Now, I’m not one of those helpless females who faints at the sight of nature’s uglier creations. I kept my eyes open all through Raiders of the Lost Ark. I once held some baby snakes at some weird petting zoo. True, I was probably drunk, which would have made the situation bearable (and which probably scared the shit out of the baby snakes.) But I also believe that snakes should stay where they belong, in some cozy and well-marked snake shelter far away from human habitation. They should not hover near the doorstops of respectable people like long-lost relatives.
I’ve already had one traumatizing snake encounter since moving to central Illinois. I was living in a rented house on Division Street and came home one night to find a small brown snake coiled up like a freshly laid dog turd in my garage. Marty was still living in Chicago and it was too late to call friends to come get me. I stayed up all night saying the rosary and typing “Charleston Illinois poisonous snakes” and “Central Illinois pythons” into Google.
The next morning the snake was gone. I called my landlady anyway, incensed that a snake had chosen my rental property for its new home. I thought she might take some money off my monthly rent, but she just ordered a worker to scatter moth balls around the perimeter of the house and garage. This did nothing to calm me down. Not only had a snake entered my sacred personal space, but now the moth balls marked me as a woman who attracted snakes.
At work I incessantly questioned my colleagues what they knew about snakes.
Chris Hanlon had the following reassuring words at hand: “Based on your description, Daiva, it’s probably a copperhead. Deadly.”
Richard Silvia, former plumber, explained: “You need to be careful they don’t get into your pipes. Once they’re in your pipes, they can get into your toilet bowl, your sink, your washing machine.”
“It’s especially problematic when they begin to mate,” Chris said.
“I think they like to lay their eggs in people’s shoes,” Richard added.
I’m a city girl born and bred, who knows little about the private lives of snakes.

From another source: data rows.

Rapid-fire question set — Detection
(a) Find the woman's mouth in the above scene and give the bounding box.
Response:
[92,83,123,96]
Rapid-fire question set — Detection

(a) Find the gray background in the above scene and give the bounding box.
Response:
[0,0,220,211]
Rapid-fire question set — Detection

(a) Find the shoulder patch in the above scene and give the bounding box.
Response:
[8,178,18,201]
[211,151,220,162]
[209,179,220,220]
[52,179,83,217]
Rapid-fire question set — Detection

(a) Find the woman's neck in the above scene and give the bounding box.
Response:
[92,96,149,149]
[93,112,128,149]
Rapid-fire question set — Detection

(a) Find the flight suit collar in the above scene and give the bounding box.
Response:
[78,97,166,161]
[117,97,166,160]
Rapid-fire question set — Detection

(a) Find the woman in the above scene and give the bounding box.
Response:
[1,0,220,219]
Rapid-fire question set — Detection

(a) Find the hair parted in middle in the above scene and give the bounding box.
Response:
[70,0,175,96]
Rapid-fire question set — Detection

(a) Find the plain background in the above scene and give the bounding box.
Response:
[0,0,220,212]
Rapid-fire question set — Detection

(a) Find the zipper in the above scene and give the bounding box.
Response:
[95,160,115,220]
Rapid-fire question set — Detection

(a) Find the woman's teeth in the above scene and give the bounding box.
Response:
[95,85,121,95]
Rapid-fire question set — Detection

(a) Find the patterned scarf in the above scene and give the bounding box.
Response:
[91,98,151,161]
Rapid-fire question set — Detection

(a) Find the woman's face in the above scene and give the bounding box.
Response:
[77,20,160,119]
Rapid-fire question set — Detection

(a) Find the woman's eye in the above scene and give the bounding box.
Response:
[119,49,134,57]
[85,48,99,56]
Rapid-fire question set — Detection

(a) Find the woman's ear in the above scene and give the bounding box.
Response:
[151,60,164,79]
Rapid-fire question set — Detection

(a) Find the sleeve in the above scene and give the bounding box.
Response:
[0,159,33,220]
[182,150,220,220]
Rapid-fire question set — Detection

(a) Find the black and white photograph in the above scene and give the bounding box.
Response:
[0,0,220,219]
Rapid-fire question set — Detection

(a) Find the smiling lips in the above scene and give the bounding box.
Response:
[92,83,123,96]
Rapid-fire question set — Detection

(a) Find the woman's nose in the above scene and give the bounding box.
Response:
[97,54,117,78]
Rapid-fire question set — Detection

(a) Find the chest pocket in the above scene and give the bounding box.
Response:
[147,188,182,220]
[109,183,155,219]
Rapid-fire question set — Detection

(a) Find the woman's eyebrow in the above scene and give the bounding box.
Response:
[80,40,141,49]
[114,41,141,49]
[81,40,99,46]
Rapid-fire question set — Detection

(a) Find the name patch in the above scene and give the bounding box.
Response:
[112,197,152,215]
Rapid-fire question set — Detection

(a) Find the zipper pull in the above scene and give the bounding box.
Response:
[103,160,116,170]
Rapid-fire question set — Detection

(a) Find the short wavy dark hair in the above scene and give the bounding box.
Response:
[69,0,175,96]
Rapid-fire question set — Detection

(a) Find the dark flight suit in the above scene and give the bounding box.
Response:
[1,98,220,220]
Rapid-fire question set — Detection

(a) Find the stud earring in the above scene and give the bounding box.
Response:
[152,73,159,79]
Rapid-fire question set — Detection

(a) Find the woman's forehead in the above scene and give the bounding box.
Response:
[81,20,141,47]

I believed Chris and Richard. It took good friend Fern Kory to straighten me out on the matter. She called her husband, Mike, who did research of his own. Apparently, there’s a kind of Snake Line in Illinois, and Charleston is quite a few miles north of it. (Of course, given global warming, snakes may very well cleverly migrate north.)
Perhaps my repulsion at snakes mingling with humans stems from the Lithuanian fable, Egle, Zalciu Karaliene (Egle, Queen of the Snakes.) Every Lithuanian knows this story, the moral of which can be summarized in one sentence: Snake/human intermarriage will come to no good. I write about this tale in my memoir, White Field, Black Sheep: A Lithuanian-American Life. (Coming this October from University of Chicago Press, in case you’re one of the few people on the face of the earth to whom I haven’t advertised this fact.)

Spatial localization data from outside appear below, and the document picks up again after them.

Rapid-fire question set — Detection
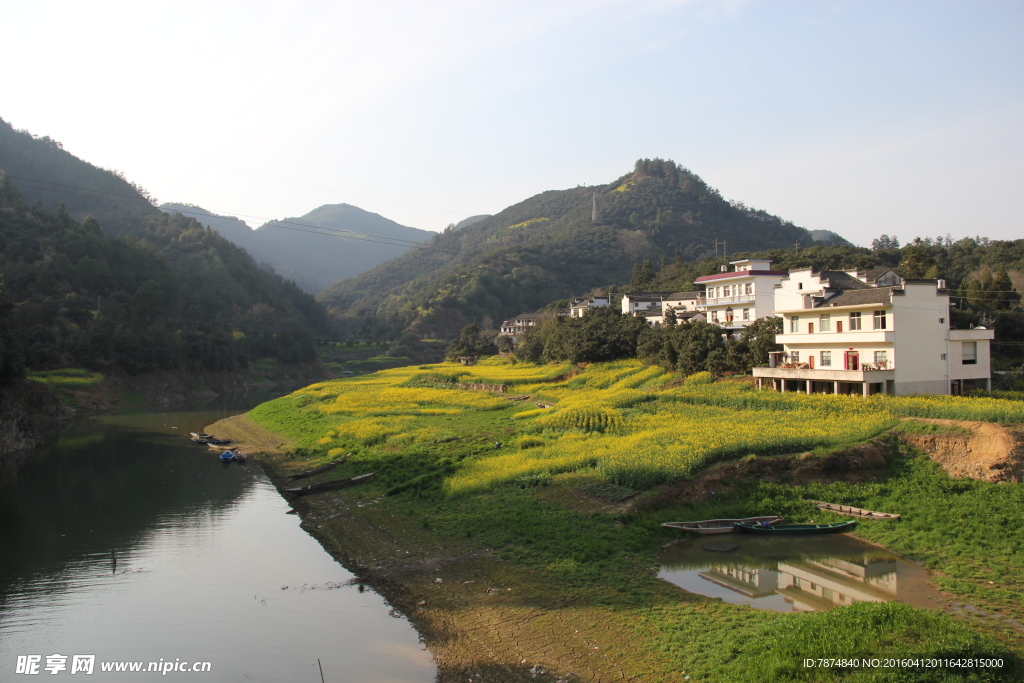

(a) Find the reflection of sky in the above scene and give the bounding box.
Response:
[658,535,943,613]
[0,410,435,682]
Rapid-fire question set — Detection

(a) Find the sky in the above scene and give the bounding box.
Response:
[2,0,1022,246]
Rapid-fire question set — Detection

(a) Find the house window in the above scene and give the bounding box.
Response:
[940,353,947,361]
[820,314,831,332]
[790,316,799,333]
[725,307,734,322]
[742,308,750,321]
[723,286,731,297]
[939,317,945,324]
[798,282,803,290]
[874,351,888,367]
[849,312,862,330]
[820,351,832,367]
[790,351,800,364]
[873,310,887,330]
[745,283,752,295]
[962,342,977,365]
[711,310,719,323]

Many poems have been written about Egle, Queen of the Snakes. There’s an opera and a play, not to mention numerous art works. When Marty and I were in Lithuania recently, we posed next to the famous Egle statue in Palanga.
I decided to ask my alter-ego, Mighty Bear Woman, a pertinent snake question:
“Dear Mighty Bear Woman, have bears ever been known to eat snakes?”
I also had Marty do some snake research on the internet. He thinks our little visitor is a black ratsnake. That, or a deadly man-eating python.